Here is a brighter suit, but the lighting is not quit as dramatic as the photo above. But, I still like this photo and may crop it tighter for my portfolio.
At this point, I wanted to move further up the jump, but there are rules against this. They do not want any movement on the jump as it can distract the jumpers, and it can also move the TV cameras, which are mounted on the same staircase.
With a little patience and some steady hand holding, I was able to capture a couple of solid motion pan shots.
When shooting motion pan shots like this, it is key to move at the EXACT same speed as you subject.

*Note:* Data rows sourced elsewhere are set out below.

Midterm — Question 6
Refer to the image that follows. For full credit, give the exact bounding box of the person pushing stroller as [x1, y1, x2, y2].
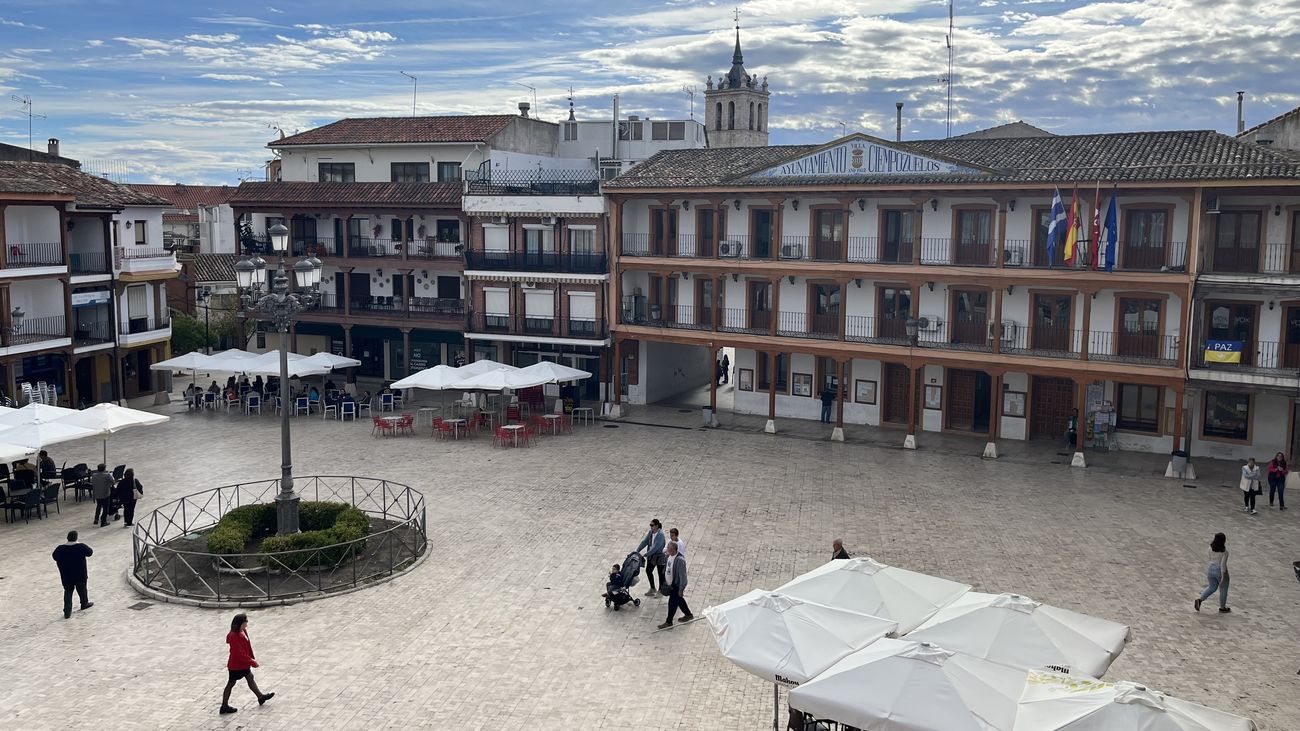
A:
[602, 552, 644, 610]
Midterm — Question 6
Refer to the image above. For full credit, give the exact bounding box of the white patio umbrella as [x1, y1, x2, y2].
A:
[391, 364, 463, 391]
[517, 361, 592, 383]
[776, 557, 971, 635]
[53, 403, 170, 464]
[0, 441, 36, 463]
[906, 593, 1131, 678]
[1014, 669, 1257, 731]
[0, 403, 77, 425]
[453, 359, 516, 378]
[0, 420, 98, 452]
[301, 352, 362, 370]
[150, 350, 216, 372]
[451, 366, 552, 392]
[704, 589, 897, 730]
[235, 350, 332, 378]
[788, 638, 1026, 731]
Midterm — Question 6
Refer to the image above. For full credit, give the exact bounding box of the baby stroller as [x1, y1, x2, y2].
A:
[603, 551, 644, 610]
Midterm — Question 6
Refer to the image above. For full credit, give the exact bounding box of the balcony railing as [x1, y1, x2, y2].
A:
[464, 250, 607, 274]
[347, 237, 403, 258]
[4, 315, 66, 346]
[5, 242, 63, 268]
[776, 311, 840, 339]
[1087, 331, 1179, 366]
[73, 319, 114, 346]
[127, 315, 170, 334]
[466, 169, 600, 196]
[846, 237, 913, 265]
[1191, 340, 1300, 375]
[70, 250, 109, 274]
[120, 247, 172, 260]
[410, 240, 462, 259]
[1000, 239, 1188, 272]
[469, 312, 607, 339]
[292, 237, 342, 258]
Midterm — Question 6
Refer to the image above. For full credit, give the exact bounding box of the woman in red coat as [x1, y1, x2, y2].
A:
[220, 613, 274, 714]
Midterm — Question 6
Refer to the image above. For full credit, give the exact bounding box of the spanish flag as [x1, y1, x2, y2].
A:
[1063, 187, 1080, 266]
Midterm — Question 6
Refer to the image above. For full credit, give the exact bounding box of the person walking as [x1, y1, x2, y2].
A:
[220, 613, 274, 714]
[819, 385, 835, 423]
[635, 519, 667, 596]
[114, 468, 143, 528]
[657, 541, 694, 629]
[832, 538, 850, 560]
[1267, 452, 1288, 510]
[721, 353, 730, 384]
[1240, 458, 1261, 515]
[52, 530, 94, 619]
[668, 527, 685, 557]
[1194, 532, 1231, 613]
[90, 463, 114, 527]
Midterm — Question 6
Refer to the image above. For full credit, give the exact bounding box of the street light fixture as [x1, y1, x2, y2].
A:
[196, 286, 213, 354]
[235, 222, 323, 535]
[10, 305, 24, 333]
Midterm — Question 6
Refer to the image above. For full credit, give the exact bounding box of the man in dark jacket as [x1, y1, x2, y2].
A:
[832, 538, 850, 560]
[635, 519, 667, 596]
[657, 542, 694, 629]
[52, 530, 94, 619]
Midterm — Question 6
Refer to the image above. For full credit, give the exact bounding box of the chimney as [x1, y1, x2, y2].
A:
[47, 138, 60, 157]
[895, 103, 904, 142]
[1236, 91, 1245, 135]
[518, 102, 531, 118]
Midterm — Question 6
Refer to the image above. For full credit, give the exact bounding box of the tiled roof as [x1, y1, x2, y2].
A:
[0, 142, 81, 168]
[953, 121, 1054, 139]
[0, 161, 171, 206]
[185, 253, 238, 283]
[1239, 104, 1300, 137]
[272, 115, 520, 147]
[130, 184, 236, 209]
[228, 181, 462, 208]
[605, 130, 1300, 189]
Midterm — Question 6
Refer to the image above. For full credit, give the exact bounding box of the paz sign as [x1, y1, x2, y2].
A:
[751, 139, 983, 179]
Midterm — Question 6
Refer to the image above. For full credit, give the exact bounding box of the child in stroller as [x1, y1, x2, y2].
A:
[603, 551, 644, 610]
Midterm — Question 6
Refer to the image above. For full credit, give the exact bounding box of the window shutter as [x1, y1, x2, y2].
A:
[127, 286, 147, 318]
[524, 290, 554, 318]
[484, 225, 509, 252]
[569, 292, 596, 320]
[484, 288, 509, 315]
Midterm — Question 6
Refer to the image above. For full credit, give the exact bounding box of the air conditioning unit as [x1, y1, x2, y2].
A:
[1205, 198, 1220, 215]
[989, 320, 1018, 342]
[493, 216, 510, 225]
[1003, 248, 1024, 266]
[540, 216, 558, 225]
[522, 282, 537, 289]
[719, 240, 742, 257]
[779, 243, 804, 259]
[918, 316, 941, 332]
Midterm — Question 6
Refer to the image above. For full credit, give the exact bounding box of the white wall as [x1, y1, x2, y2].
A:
[5, 205, 59, 243]
[1001, 372, 1029, 440]
[113, 207, 165, 250]
[275, 143, 486, 183]
[11, 279, 64, 318]
[1188, 390, 1292, 463]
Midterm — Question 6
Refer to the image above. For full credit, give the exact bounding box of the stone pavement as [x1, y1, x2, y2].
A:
[0, 394, 1297, 729]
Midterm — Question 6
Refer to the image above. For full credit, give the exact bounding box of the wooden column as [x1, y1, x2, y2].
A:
[400, 269, 412, 315]
[2, 357, 15, 402]
[401, 328, 411, 378]
[342, 267, 353, 316]
[342, 324, 352, 359]
[61, 276, 73, 337]
[836, 358, 848, 427]
[1172, 384, 1185, 453]
[289, 323, 297, 352]
[838, 281, 848, 341]
[911, 201, 924, 266]
[1074, 378, 1088, 453]
[1177, 289, 1190, 370]
[1080, 290, 1093, 360]
[0, 205, 7, 268]
[995, 202, 1008, 269]
[465, 337, 476, 364]
[989, 372, 1002, 442]
[767, 351, 778, 421]
[906, 362, 918, 437]
[770, 277, 781, 336]
[403, 216, 413, 261]
[342, 214, 352, 259]
[992, 288, 1003, 354]
[709, 346, 718, 413]
[611, 340, 621, 406]
[59, 207, 70, 266]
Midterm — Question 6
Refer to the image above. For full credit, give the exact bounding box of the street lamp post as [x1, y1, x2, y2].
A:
[196, 286, 212, 354]
[235, 223, 322, 536]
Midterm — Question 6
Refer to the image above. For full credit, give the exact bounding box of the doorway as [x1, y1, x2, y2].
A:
[751, 209, 775, 259]
[1030, 376, 1075, 439]
[946, 369, 991, 433]
[883, 363, 910, 424]
[74, 358, 94, 407]
[349, 272, 371, 310]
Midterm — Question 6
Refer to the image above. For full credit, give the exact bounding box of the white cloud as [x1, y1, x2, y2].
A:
[200, 73, 264, 82]
[86, 39, 104, 47]
[0, 17, 45, 30]
[185, 33, 240, 43]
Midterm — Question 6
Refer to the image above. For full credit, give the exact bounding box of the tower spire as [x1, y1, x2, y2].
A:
[732, 6, 743, 64]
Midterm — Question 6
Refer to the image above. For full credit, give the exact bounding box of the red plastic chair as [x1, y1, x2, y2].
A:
[371, 416, 393, 437]
[492, 426, 511, 448]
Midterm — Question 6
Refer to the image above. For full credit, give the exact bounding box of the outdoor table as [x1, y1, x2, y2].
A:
[571, 407, 594, 426]
[542, 413, 562, 435]
[446, 418, 468, 440]
[379, 415, 401, 436]
[416, 407, 440, 426]
[501, 423, 525, 447]
[477, 410, 496, 429]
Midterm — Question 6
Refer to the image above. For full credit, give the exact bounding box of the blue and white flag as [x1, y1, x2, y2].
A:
[1047, 187, 1067, 266]
[1102, 188, 1118, 272]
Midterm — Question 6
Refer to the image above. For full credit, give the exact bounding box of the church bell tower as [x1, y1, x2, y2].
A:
[703, 17, 770, 148]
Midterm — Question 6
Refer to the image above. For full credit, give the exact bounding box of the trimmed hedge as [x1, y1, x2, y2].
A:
[206, 501, 370, 570]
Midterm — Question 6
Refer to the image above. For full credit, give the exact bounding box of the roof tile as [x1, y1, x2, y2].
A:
[0, 161, 171, 206]
[228, 181, 462, 208]
[273, 115, 520, 147]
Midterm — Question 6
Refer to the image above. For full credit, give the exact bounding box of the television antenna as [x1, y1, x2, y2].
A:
[937, 1, 955, 138]
[681, 85, 697, 118]
[400, 71, 418, 117]
[513, 81, 538, 119]
[10, 95, 46, 161]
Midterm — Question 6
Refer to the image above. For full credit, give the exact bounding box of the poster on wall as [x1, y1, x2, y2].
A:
[854, 379, 876, 405]
[924, 384, 942, 410]
[792, 373, 812, 397]
[1002, 391, 1026, 418]
[738, 368, 753, 392]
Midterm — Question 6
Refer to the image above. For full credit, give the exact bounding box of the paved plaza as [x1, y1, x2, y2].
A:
[1, 395, 1297, 730]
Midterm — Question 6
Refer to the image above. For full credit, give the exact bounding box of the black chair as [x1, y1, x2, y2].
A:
[40, 484, 60, 516]
[0, 486, 22, 522]
[8, 489, 42, 523]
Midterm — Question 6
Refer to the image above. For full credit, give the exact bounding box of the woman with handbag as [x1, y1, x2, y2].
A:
[1267, 452, 1288, 510]
[114, 468, 143, 527]
[1239, 457, 1261, 515]
[1194, 532, 1230, 613]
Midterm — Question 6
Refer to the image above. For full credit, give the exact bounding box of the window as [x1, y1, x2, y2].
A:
[1123, 209, 1168, 269]
[955, 209, 992, 245]
[618, 122, 642, 141]
[483, 225, 509, 253]
[811, 284, 840, 336]
[390, 162, 430, 183]
[390, 219, 407, 241]
[133, 221, 147, 245]
[728, 101, 735, 130]
[758, 103, 764, 131]
[650, 121, 686, 141]
[813, 210, 844, 259]
[436, 276, 460, 300]
[569, 291, 597, 334]
[524, 289, 554, 333]
[563, 122, 578, 141]
[756, 351, 789, 392]
[569, 227, 595, 255]
[318, 162, 355, 182]
[436, 162, 462, 183]
[1203, 392, 1249, 440]
[714, 103, 722, 131]
[484, 287, 510, 330]
[749, 101, 754, 130]
[1212, 210, 1262, 273]
[1117, 383, 1161, 432]
[816, 357, 839, 394]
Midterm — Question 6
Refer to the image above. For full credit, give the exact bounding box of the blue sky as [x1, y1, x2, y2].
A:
[1, 0, 1297, 184]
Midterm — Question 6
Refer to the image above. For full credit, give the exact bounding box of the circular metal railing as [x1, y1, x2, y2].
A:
[131, 476, 426, 604]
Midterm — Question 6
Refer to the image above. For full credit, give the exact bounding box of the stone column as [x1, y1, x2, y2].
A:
[983, 372, 1002, 459]
[831, 358, 848, 442]
[765, 351, 778, 433]
[904, 362, 918, 449]
[1071, 378, 1088, 468]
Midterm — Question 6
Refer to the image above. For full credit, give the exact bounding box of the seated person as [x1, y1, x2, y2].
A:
[184, 383, 201, 407]
[309, 386, 320, 403]
[225, 375, 236, 391]
[324, 379, 337, 393]
[13, 459, 37, 486]
[252, 376, 265, 394]
[380, 384, 394, 396]
[225, 387, 238, 402]
[207, 380, 221, 394]
[602, 563, 624, 598]
[38, 450, 57, 480]
[358, 390, 372, 407]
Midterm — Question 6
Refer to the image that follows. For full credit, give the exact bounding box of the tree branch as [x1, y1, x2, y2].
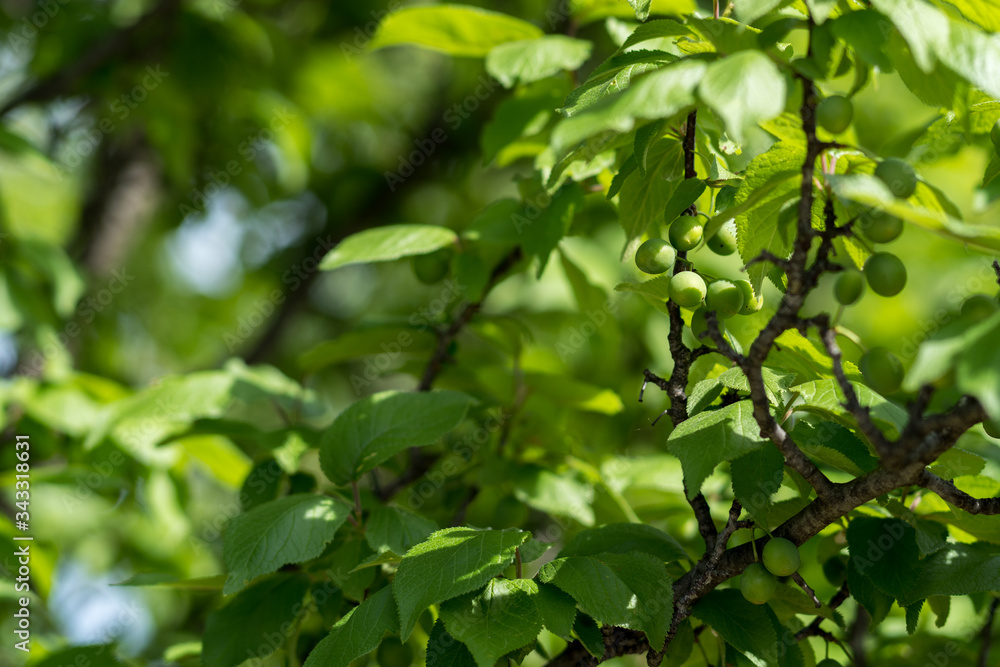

You know you have a keeper when the background shows motion, but your subject is tack sharp. This is an enlargement of the same image. I usually look at the writing on their helmets of outfits to see if it is clear.
If you have never tried this, you should. And remember, even us pros have a lot of throw aways when shooting this way. Don't get discouraged.
Then it was medal time, and once again, I was there to capture the excitement.
Kamil Stoch celebrated his gold medal performance, and I silently celebrated my own personal accomplishment.